US Reps. Bart Stupak (D-Mich.), the subcommittee’s chairman, and Henry A. Waxman (D-Calif.), who chairs the full committee, sent letters to BP America Inc. Chairman LaMar McKay, Transocean Chief Executive Steven Newman, and Halliburton Co. Chairman David J. Lesar. The letter asks them to testify.
Stupak and Waxman announced the hearing on Apr. 29 as they sent letters to McKay and Newman requesting copies of the inspection reports of the rig and the blowout preventer. They also requested documents related to the companies' policies on using remote control acoustic shut off switches, and to Lesar regarding Halliburton’s cementing activities at the Deepwater Horizon.
The hearing will come a day after the Senate Energy and Natural Resources Committee's hearing about the accident and spill's possible impacts on federal offshore oil and gas policies, including the US Minerals Management Service's recently announced proposed 2012-17 Outer Continental Shelf strategy. Originally scheduled for May 6, the committee moved it to May 11 on May 3.
One committee member urged a measured, careful response to the accident and spill. “We must apply the lessons of past tragedies to this one, so we can make the best and wisest decisions that will instruct us about how to move forward,” US Sen. Mary L. Landrieu (D-La.) said in an Apr. 29 floor speech. “I don't believe we can react in fear. I don't believe that we should retreat.”

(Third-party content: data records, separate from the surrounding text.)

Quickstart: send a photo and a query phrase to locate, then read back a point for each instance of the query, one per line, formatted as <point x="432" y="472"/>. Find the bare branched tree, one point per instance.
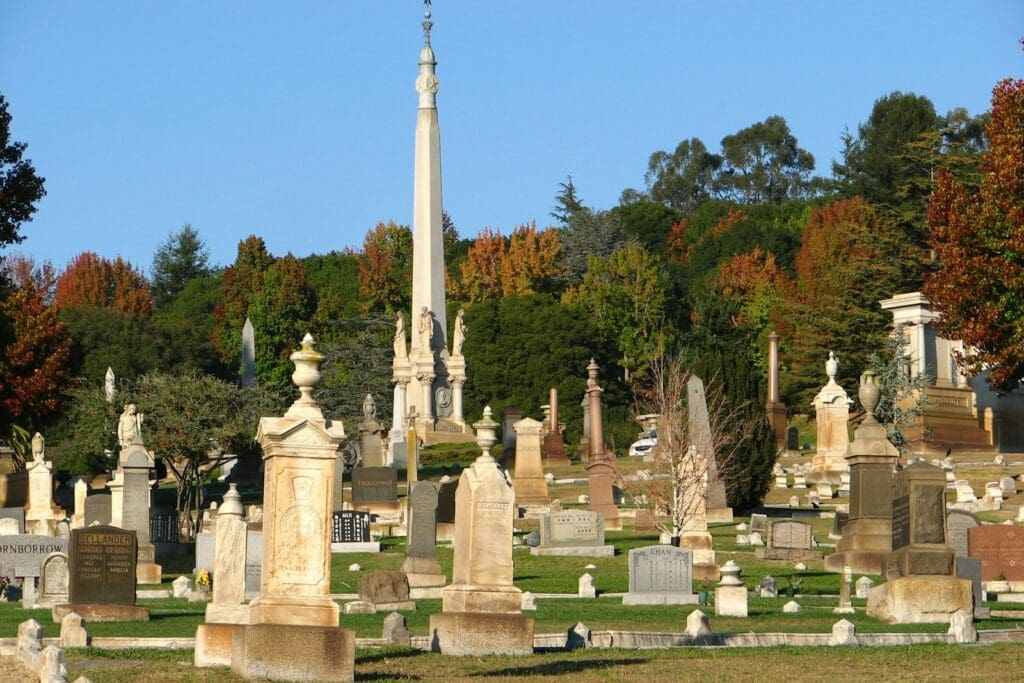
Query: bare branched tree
<point x="697" y="441"/>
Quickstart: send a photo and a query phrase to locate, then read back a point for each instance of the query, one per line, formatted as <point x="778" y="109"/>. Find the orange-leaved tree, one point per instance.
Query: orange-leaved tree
<point x="979" y="241"/>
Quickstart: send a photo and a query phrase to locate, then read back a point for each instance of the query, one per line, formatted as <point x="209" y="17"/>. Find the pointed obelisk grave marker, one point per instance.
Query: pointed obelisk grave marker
<point x="482" y="612"/>
<point x="431" y="376"/>
<point x="294" y="622"/>
<point x="600" y="470"/>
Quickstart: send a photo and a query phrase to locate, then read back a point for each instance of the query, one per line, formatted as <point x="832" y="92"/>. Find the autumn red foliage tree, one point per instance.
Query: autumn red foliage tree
<point x="35" y="375"/>
<point x="978" y="239"/>
<point x="386" y="268"/>
<point x="90" y="280"/>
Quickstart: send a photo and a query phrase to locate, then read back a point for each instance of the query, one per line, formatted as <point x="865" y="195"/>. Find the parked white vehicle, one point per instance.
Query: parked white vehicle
<point x="645" y="443"/>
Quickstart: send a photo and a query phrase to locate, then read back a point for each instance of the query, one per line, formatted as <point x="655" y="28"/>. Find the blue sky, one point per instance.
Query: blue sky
<point x="295" y="121"/>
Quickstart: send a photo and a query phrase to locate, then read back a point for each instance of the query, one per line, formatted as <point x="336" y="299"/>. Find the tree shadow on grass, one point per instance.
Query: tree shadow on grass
<point x="558" y="668"/>
<point x="386" y="654"/>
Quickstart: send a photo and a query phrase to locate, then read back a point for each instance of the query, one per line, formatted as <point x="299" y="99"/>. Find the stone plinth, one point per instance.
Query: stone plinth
<point x="293" y="652"/>
<point x="530" y="486"/>
<point x="920" y="599"/>
<point x="832" y="408"/>
<point x="867" y="535"/>
<point x="475" y="634"/>
<point x="98" y="612"/>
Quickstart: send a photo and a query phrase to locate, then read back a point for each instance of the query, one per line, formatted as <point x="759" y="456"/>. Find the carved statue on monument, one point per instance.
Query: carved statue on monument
<point x="832" y="367"/>
<point x="459" y="336"/>
<point x="426" y="329"/>
<point x="38" y="447"/>
<point x="399" y="337"/>
<point x="129" y="425"/>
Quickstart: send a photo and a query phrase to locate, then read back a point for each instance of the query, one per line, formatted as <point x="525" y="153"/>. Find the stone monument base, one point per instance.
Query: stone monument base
<point x="720" y="516"/>
<point x="148" y="572"/>
<point x="294" y="652"/>
<point x="579" y="551"/>
<point x="94" y="612"/>
<point x="364" y="547"/>
<point x="660" y="598"/>
<point x="463" y="598"/>
<point x="294" y="611"/>
<point x="920" y="599"/>
<point x="226" y="613"/>
<point x="213" y="645"/>
<point x="711" y="571"/>
<point x="788" y="554"/>
<point x="477" y="634"/>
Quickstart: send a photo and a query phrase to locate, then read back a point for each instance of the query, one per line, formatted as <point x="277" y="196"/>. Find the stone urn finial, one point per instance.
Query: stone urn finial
<point x="868" y="393"/>
<point x="232" y="502"/>
<point x="486" y="435"/>
<point x="832" y="367"/>
<point x="306" y="374"/>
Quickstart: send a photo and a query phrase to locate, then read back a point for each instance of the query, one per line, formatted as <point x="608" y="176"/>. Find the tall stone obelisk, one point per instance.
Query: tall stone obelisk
<point x="430" y="380"/>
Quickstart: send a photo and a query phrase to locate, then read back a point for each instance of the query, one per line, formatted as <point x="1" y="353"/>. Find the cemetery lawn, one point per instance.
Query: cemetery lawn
<point x="920" y="663"/>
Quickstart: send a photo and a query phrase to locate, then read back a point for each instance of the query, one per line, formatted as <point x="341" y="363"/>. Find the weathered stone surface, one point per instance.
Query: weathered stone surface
<point x="1000" y="550"/>
<point x="293" y="652"/>
<point x="920" y="599"/>
<point x="697" y="626"/>
<point x="479" y="634"/>
<point x="102" y="566"/>
<point x="73" y="633"/>
<point x="844" y="634"/>
<point x="660" y="574"/>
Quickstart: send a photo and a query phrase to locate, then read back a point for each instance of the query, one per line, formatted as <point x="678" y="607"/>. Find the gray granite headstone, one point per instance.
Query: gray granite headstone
<point x="23" y="555"/>
<point x="422" y="541"/>
<point x="660" y="574"/>
<point x="445" y="502"/>
<point x="254" y="561"/>
<point x="205" y="546"/>
<point x="97" y="508"/>
<point x="102" y="565"/>
<point x="53" y="579"/>
<point x="14" y="513"/>
<point x="375" y="484"/>
<point x="791" y="535"/>
<point x="571" y="528"/>
<point x="957" y="523"/>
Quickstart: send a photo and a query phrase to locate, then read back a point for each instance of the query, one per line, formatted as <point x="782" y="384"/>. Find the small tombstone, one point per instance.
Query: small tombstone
<point x="768" y="588"/>
<point x="73" y="633"/>
<point x="587" y="588"/>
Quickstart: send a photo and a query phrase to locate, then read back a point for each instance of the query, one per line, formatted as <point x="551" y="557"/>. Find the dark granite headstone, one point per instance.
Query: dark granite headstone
<point x="901" y="521"/>
<point x="102" y="565"/>
<point x="375" y="484"/>
<point x="957" y="524"/>
<point x="164" y="526"/>
<point x="14" y="513"/>
<point x="1000" y="550"/>
<point x="422" y="541"/>
<point x="445" y="502"/>
<point x="20" y="555"/>
<point x="350" y="526"/>
<point x="792" y="438"/>
<point x="97" y="508"/>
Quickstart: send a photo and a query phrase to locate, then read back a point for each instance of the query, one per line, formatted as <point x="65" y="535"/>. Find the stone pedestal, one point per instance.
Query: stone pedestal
<point x="293" y="632"/>
<point x="530" y="486"/>
<point x="481" y="607"/>
<point x="832" y="408"/>
<point x="867" y="535"/>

She said the US could respond as it did following the Three Mile Island nuclear power plant incident in 1979, when new nuclear power plant plans were scrapped and France took the global technology lead in the next 30 years. The nation also could respond as it did following the Challenger space shuttle’s explosion in 1986 by striving to find and eliminate the accident’s causes while continuing the space program, Landrieu said.
“No one has ever claimed, including myself, who's an unabashed proponent of the industry, that drilling is risk free. The people of my home state of Louisiana know these risks better than anyone, both to the safety of the rig workers and to the environment itself. But we also know that America needs 20 million bbl of oil a day to keep this economy moving.... So let's be careful in the way we move forward. Let's be measured. Let's be open to hear the facts. Let's hold people accountable for what happened, understand what happened and prevent it from happening again,” she said.
But US Sen. Bill Nelson (D-Fla.), who opposes expanding OCS oil and gas activity, sent a letter on May 3 to Mary Kendall, the US Department of the Interior’s acting inspector general, requesting an investigation of US Minerals Management Service regulations regarding reliable back-up systems for capping underwater wells.
“More specifically, MMS allowed oil rigs not to have audio control devices capable of remotely activating a wellhead's blowout preventer. At least two other major countries that permit offshore drilling require rigs to carry such devices,” Nelson said in his letter. “Also, newly published accounts indicate regulators didn't act on other concerns that oil-drilling safety equipment may not function in a deep-water environment.” He asked that the investigation also examine whether the oil and gas industry exercised undue influence as the regulations were formulated.
Nelson’s letter followed his Apr. 29 announcement that he plans to introduce a bill which would prevent DOI and MMS from proceeding on developing a new 5-year OCS schedule and suspend any new OCS exploration and production activities until the federal investigation of the accident and spill is completed.